I am in a terrible predicament. This is going to be long so please bear with me.
I started at U of T Life Science program in 2009 and I am still at it. This is my sixth year at U of T and I am still in my Third year based on the credits I have obtained.
So, basically my story is that two of my family members died in first year and I started my slide downward from there on. I went from a 3.7 gpa to a 3.3. In second year, I did found out that my grandmother’s cancer was back and had metastasized. I did okay but i started losing interest in my studies. In the ended up with a 2.8 GPA. My grandma passed away in the summer before my 3rd year. And I pretty much started ruining my academic career… I did the first semester (with 3 courses) of 3rd year and dropped out the second semester with a GPA of 2.5.
Came back the next year and pretty much did the same thing as the previous year – did one course in first semester and dropped out of the rest. I thought that was the lowest I could go but, low and behold I didn’t get any help from anyone. I went to my college registrar’s office and they basically said that i should try to do better and try all the resources available at u of t. I pretty much was so depressed that I just continued on a self-destructive pathway and decided to come back in for another year 2013-2014. I pretty much failed everything. GPA plummeted to 2.1.
When my family asked me about how I haven’t finished university yet I didn’t have any answer. I had just spent five years of uni, wasted tons of money and only ended up with 11.5 credits and 2.1 GPA. My family sought of help an intervention (for lack of a better word) and told me to get my life back in control. They told me what i already knew that I was ruining my life and all the potential that I had. I have gained 40 lbs over this period cause pretty much all i did was stay in my bed and stuff my face with food. I had decided to just give up on uni but, seeing my parents crying because of what I was doing to myself sought of gave me a final spark to do something with what I had left of my university career.
So, finally to the question I have for u. (Sorry for the long rant about my sordid past). I am back for another year. This is my sixth year in u of t. I have 11.5 credits so I am considered a third year student and have a GPA of 2.1. Is there any chance that I could actually salvage any the rest of my academic career?? I know I should have asked for help a longtime ago but, now that I am finally getting to it is there anything u can suggest?
Looking for a light in the dark tunnel of my life.
well, your health and wellness is your number one priority. if you feel unhappy with where you are in your life, then attending to that is important. on campus, CAPS and Counseline are great counselling services, if you think you could benefit from that.
the academic success centre is your go-to place for academic support. your college’s writing centre is another good resource.

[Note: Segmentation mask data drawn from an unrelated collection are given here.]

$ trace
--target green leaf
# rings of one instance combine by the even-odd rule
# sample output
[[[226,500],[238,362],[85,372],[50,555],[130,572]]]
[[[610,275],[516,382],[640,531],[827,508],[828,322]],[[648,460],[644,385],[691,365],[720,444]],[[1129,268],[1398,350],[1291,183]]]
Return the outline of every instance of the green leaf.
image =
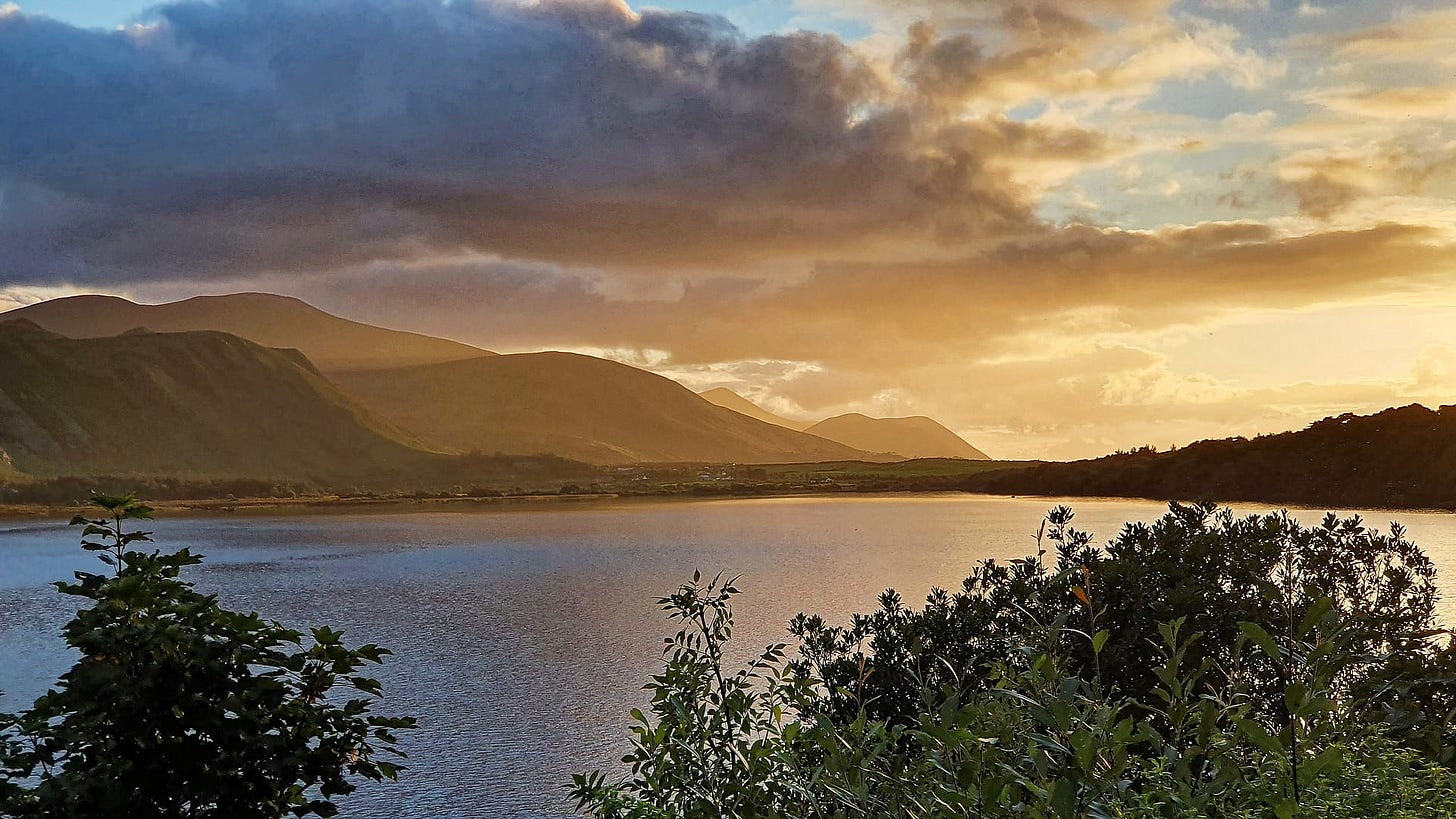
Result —
[[[1283,660],[1279,644],[1274,642],[1274,638],[1269,636],[1269,632],[1265,631],[1263,626],[1245,621],[1239,623],[1239,631],[1243,632],[1244,636],[1249,638],[1254,645],[1257,645],[1269,659],[1276,663]]]

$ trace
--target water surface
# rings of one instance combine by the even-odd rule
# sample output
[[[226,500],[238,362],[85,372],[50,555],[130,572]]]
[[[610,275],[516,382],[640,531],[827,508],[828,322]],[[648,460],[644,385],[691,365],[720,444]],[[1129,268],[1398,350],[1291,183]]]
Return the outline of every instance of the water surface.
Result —
[[[1080,499],[1098,540],[1164,505]],[[786,638],[796,612],[844,618],[887,586],[955,588],[973,563],[1034,547],[1055,501],[983,496],[603,502],[446,511],[163,519],[159,545],[207,556],[193,577],[225,605],[294,627],[329,624],[396,656],[384,709],[419,718],[410,769],[366,785],[345,815],[569,815],[570,774],[621,755],[626,712],[669,633],[653,599],[694,569],[742,574],[735,640]],[[1252,511],[1245,507],[1245,511]],[[1319,513],[1298,513],[1313,521]],[[1456,589],[1456,516],[1398,518]],[[48,584],[99,564],[61,523],[0,522],[0,709],[72,661],[74,604]],[[1456,593],[1442,612],[1456,622]]]

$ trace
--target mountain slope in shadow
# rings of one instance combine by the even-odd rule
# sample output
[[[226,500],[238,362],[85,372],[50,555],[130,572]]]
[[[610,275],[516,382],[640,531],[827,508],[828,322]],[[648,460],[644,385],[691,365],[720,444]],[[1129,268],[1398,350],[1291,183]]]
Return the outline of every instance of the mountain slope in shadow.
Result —
[[[494,355],[419,333],[388,330],[325,313],[307,302],[269,293],[197,296],[169,304],[136,304],[116,296],[70,296],[0,314],[25,319],[68,338],[217,330],[264,347],[296,349],[325,372],[380,369]]]
[[[891,452],[903,458],[964,458],[989,461],[990,456],[961,436],[923,415],[909,418],[870,418],[857,412],[826,418],[805,430],[871,452]]]
[[[448,470],[295,350],[212,331],[64,338],[0,322],[0,449],[32,477],[336,485]]]
[[[364,406],[439,447],[596,464],[885,460],[715,406],[676,381],[574,353],[341,373]]]

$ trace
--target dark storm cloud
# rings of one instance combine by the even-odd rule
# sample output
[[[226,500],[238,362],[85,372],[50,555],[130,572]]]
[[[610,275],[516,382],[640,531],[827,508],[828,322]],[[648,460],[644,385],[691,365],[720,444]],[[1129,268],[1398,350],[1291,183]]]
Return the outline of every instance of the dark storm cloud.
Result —
[[[989,152],[837,38],[606,0],[0,11],[0,270],[127,282],[458,251],[736,264],[1015,233]],[[1097,140],[1042,131],[1053,150]]]

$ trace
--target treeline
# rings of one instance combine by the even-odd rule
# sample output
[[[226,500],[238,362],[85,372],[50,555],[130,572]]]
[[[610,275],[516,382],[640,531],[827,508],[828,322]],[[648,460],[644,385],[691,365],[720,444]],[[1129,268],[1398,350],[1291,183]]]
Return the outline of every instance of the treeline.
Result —
[[[682,624],[591,814],[1417,819],[1456,815],[1456,653],[1404,533],[1173,505],[1104,548],[1048,516],[1036,555],[921,608],[894,591],[798,651],[724,657],[734,581]]]
[[[214,498],[291,498],[316,494],[318,490],[302,484],[273,481],[232,480],[198,481],[182,478],[134,477],[65,477],[25,482],[0,483],[0,503],[29,503],[46,506],[79,506],[88,503],[94,493],[121,495],[123,487],[140,492],[157,501],[209,500]]]
[[[556,492],[569,481],[586,481],[599,470],[554,455],[440,456],[432,472],[381,475],[352,481],[318,478],[275,481],[256,478],[187,478],[156,475],[73,475],[0,480],[0,504],[80,506],[95,494],[140,494],[152,501],[229,498],[499,497]]]
[[[1350,508],[1456,509],[1456,407],[1326,418],[1298,432],[1200,441],[976,475],[1014,495],[1202,498]]]

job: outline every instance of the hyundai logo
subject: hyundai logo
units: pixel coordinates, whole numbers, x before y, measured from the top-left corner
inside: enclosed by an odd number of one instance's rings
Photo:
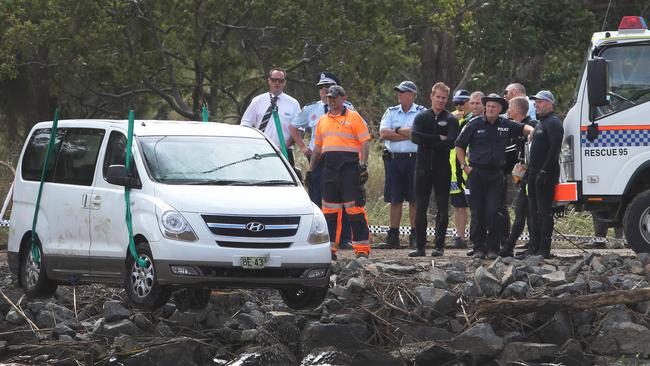
[[[252,231],[254,233],[259,233],[260,231],[264,231],[264,229],[265,229],[264,224],[262,224],[261,222],[253,221],[246,224],[246,230]]]

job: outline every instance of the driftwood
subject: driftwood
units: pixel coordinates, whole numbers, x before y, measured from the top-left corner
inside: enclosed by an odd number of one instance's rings
[[[542,299],[482,301],[479,314],[525,314],[533,312],[555,312],[557,310],[589,310],[602,306],[634,304],[650,300],[650,288],[617,290],[576,297],[549,297]]]

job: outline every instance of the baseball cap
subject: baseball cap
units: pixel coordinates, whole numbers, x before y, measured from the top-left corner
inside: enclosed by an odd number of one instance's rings
[[[399,83],[399,85],[394,87],[393,90],[399,90],[401,92],[413,92],[415,94],[418,93],[418,87],[415,86],[414,82],[409,80],[402,81]]]
[[[532,100],[536,100],[536,99],[546,100],[548,102],[555,104],[555,97],[553,96],[553,93],[551,93],[548,90],[540,90],[537,92],[537,94],[531,95],[529,98]]]
[[[345,96],[345,89],[343,89],[342,86],[332,85],[327,90],[327,96],[328,97],[344,97]]]
[[[327,84],[339,85],[341,83],[339,82],[339,79],[336,77],[336,75],[332,74],[331,72],[321,72],[318,76],[318,82],[316,83],[316,86]]]
[[[469,92],[465,89],[456,90],[451,98],[452,103],[465,103],[469,100]]]

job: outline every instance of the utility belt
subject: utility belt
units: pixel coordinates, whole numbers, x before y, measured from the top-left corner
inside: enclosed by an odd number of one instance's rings
[[[384,150],[384,160],[394,160],[394,159],[414,159],[416,153],[394,153],[389,150]]]

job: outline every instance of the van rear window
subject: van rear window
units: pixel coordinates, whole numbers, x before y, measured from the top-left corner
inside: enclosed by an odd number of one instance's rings
[[[45,153],[47,151],[48,143],[50,142],[51,128],[41,128],[35,130],[32,137],[29,139],[25,156],[22,163],[22,177],[24,180],[41,180],[41,172],[43,170],[43,162],[45,161]],[[47,164],[46,182],[52,181],[54,173],[54,165],[56,162],[56,155],[59,147],[61,147],[61,139],[65,134],[65,129],[58,129],[56,134],[55,145],[50,161]]]

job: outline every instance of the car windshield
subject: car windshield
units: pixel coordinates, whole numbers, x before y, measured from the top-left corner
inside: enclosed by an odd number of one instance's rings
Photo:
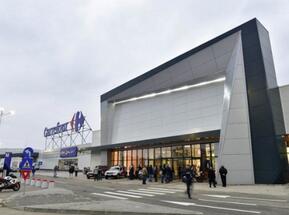
[[[112,166],[112,167],[110,167],[109,170],[119,170],[119,167],[118,166]]]

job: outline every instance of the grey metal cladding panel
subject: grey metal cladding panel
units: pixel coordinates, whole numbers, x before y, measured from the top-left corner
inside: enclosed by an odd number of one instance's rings
[[[244,28],[244,26],[248,25],[248,23],[255,23],[255,22],[256,22],[256,18],[251,19],[248,22],[246,22],[246,23],[244,23],[244,24],[242,24],[242,25],[240,25],[240,26],[238,26],[238,27],[236,27],[230,31],[227,31],[226,33],[224,33],[224,34],[222,34],[222,35],[220,35],[220,36],[218,36],[218,37],[216,37],[216,38],[214,38],[214,39],[212,39],[206,43],[203,43],[202,45],[200,45],[194,49],[191,49],[190,51],[185,52],[184,54],[181,54],[181,55],[177,56],[176,58],[174,58],[174,59],[172,59],[172,60],[170,60],[170,61],[168,61],[168,62],[166,62],[166,63],[164,63],[164,64],[162,64],[162,65],[160,65],[160,66],[158,66],[158,67],[156,67],[156,68],[154,68],[154,69],[152,69],[152,70],[150,70],[150,71],[148,71],[148,72],[146,72],[146,73],[144,73],[144,74],[114,88],[114,89],[112,89],[112,90],[110,90],[109,92],[104,93],[103,95],[101,95],[101,101],[105,101],[105,100],[112,98],[113,96],[121,93],[122,91],[124,91],[124,90],[154,76],[155,74],[157,74],[157,73],[163,71],[164,69],[176,64],[177,62],[180,62],[183,59],[185,59],[185,58],[187,58],[187,57],[189,57],[189,56],[191,56],[197,52],[200,52],[201,50],[203,50],[209,46],[212,46],[212,45],[216,44],[217,42],[220,42],[221,40],[223,40],[225,38],[232,36],[233,34],[237,33],[238,31],[241,31]]]
[[[118,101],[169,89],[173,86],[182,86],[199,78],[223,73],[230,59],[237,34],[225,38],[211,47],[207,47],[186,59],[183,59],[163,71],[145,79],[144,81],[127,88],[112,96],[109,101]],[[227,42],[228,41],[228,42]],[[220,49],[220,51],[218,50]]]
[[[282,119],[280,121],[280,117],[277,117],[282,116],[279,90],[272,91],[271,88],[275,84],[274,67],[265,67],[266,60],[269,60],[269,64],[273,63],[273,59],[270,59],[272,55],[266,53],[271,49],[266,34],[267,31],[257,20],[242,28],[254,175],[256,183],[284,183],[287,180],[284,176],[287,161],[281,155],[284,147],[280,133],[285,132],[285,127]]]

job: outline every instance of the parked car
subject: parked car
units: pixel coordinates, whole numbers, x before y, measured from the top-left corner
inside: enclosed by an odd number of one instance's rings
[[[108,170],[108,166],[96,166],[98,167],[98,171],[100,172],[100,176],[103,177],[104,173]],[[95,168],[96,168],[95,167]],[[94,170],[86,173],[87,179],[95,178]]]
[[[108,178],[126,177],[127,172],[123,166],[112,166],[109,170],[105,171],[104,176]]]

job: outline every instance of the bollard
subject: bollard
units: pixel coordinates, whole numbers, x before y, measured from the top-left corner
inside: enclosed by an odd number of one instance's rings
[[[35,178],[31,179],[30,186],[35,186]]]
[[[49,181],[48,188],[54,188],[55,182],[54,181]]]
[[[42,189],[48,188],[48,181],[47,180],[42,180],[41,188]]]
[[[35,187],[41,187],[41,179],[36,179]]]
[[[21,184],[24,184],[24,182],[25,182],[24,179],[21,178],[20,183],[21,183]]]
[[[31,180],[30,178],[27,178],[27,179],[26,179],[26,185],[30,185],[30,183],[31,183],[30,180]]]

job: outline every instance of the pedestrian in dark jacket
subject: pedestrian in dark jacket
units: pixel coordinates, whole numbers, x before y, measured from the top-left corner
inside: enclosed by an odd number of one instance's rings
[[[183,181],[186,183],[187,186],[187,194],[188,198],[191,199],[191,193],[192,193],[192,185],[193,185],[193,174],[189,167],[186,168],[185,175],[183,176]]]
[[[153,181],[153,177],[154,177],[154,170],[153,170],[153,166],[152,165],[149,165],[148,174],[149,174],[149,182],[152,182]]]
[[[154,178],[155,178],[155,182],[158,182],[158,172],[159,169],[157,166],[154,167]]]
[[[74,166],[71,165],[68,169],[68,172],[69,172],[69,176],[72,177],[74,173]]]
[[[164,183],[166,179],[167,171],[166,171],[166,165],[163,165],[161,168],[161,182]]]
[[[221,166],[221,168],[219,169],[219,173],[221,176],[221,180],[222,180],[222,185],[223,187],[227,186],[227,169],[224,166]]]
[[[134,167],[133,165],[129,168],[129,179],[132,180],[134,178]]]
[[[215,173],[215,170],[210,167],[209,168],[209,171],[208,171],[208,178],[209,178],[209,185],[210,187],[212,187],[212,184],[214,187],[216,187],[216,173]]]

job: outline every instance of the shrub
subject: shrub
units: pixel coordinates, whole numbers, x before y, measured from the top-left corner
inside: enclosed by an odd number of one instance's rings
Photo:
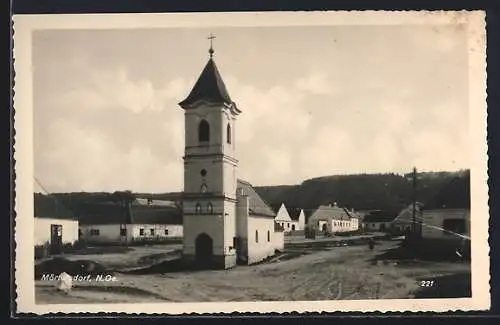
[[[35,245],[35,259],[42,259],[49,256],[49,242],[42,245]]]

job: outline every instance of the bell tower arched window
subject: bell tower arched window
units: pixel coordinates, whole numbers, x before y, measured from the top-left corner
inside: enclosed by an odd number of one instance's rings
[[[201,213],[201,204],[196,203],[196,210],[195,210],[195,213],[196,213],[196,214],[200,214],[200,213]]]
[[[205,184],[205,183],[201,184],[201,186],[200,186],[200,192],[201,193],[206,193],[207,190],[208,190],[207,184]]]
[[[208,214],[214,213],[214,206],[210,202],[207,204],[207,212],[208,212]]]
[[[200,125],[198,125],[198,141],[210,141],[210,125],[206,120],[201,120]]]
[[[226,128],[226,140],[228,144],[231,144],[231,125],[229,123]]]

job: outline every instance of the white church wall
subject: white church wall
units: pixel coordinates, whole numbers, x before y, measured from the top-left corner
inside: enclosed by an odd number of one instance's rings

i’m sure your college registrar gave you the same resources, and more. all these resources, though, assume that you’re going to decide to complete your degree. if you’ve returned to school, obviously i want everything to work out for you at school.
however, you don’t want to be doing anything that seems worthless to you. that’s just not cool.
if you’re doing your degree for a purpose (e.g. a job, to get an additional degree/certificate, interest in the topic of study etc.), then not only do i think you can salvage your academic career, but that you should.
on the other hand, if school makes you miserable and your previous difficulties have been a result of doing university instead of what you really want to do, then, honestly, drop it like a hot potato.
if you are invested in seeing this through to the end, you totally can. it’s possible to improve your GPA from a 2.1 with 8.5(+) credits to go. you just have to do a bit of exploring to find a support system that can help you.
the awesome services i listed are included in the fees you pay every year, so why not take advantage of them?
at the very least, you owe it to yourself to investigate a little bit, and see which, if any, of these resources can be useful to you. once you build a network of support, success will seem a lot easier, and maybe you can even start to see that light at the end of the tunnel.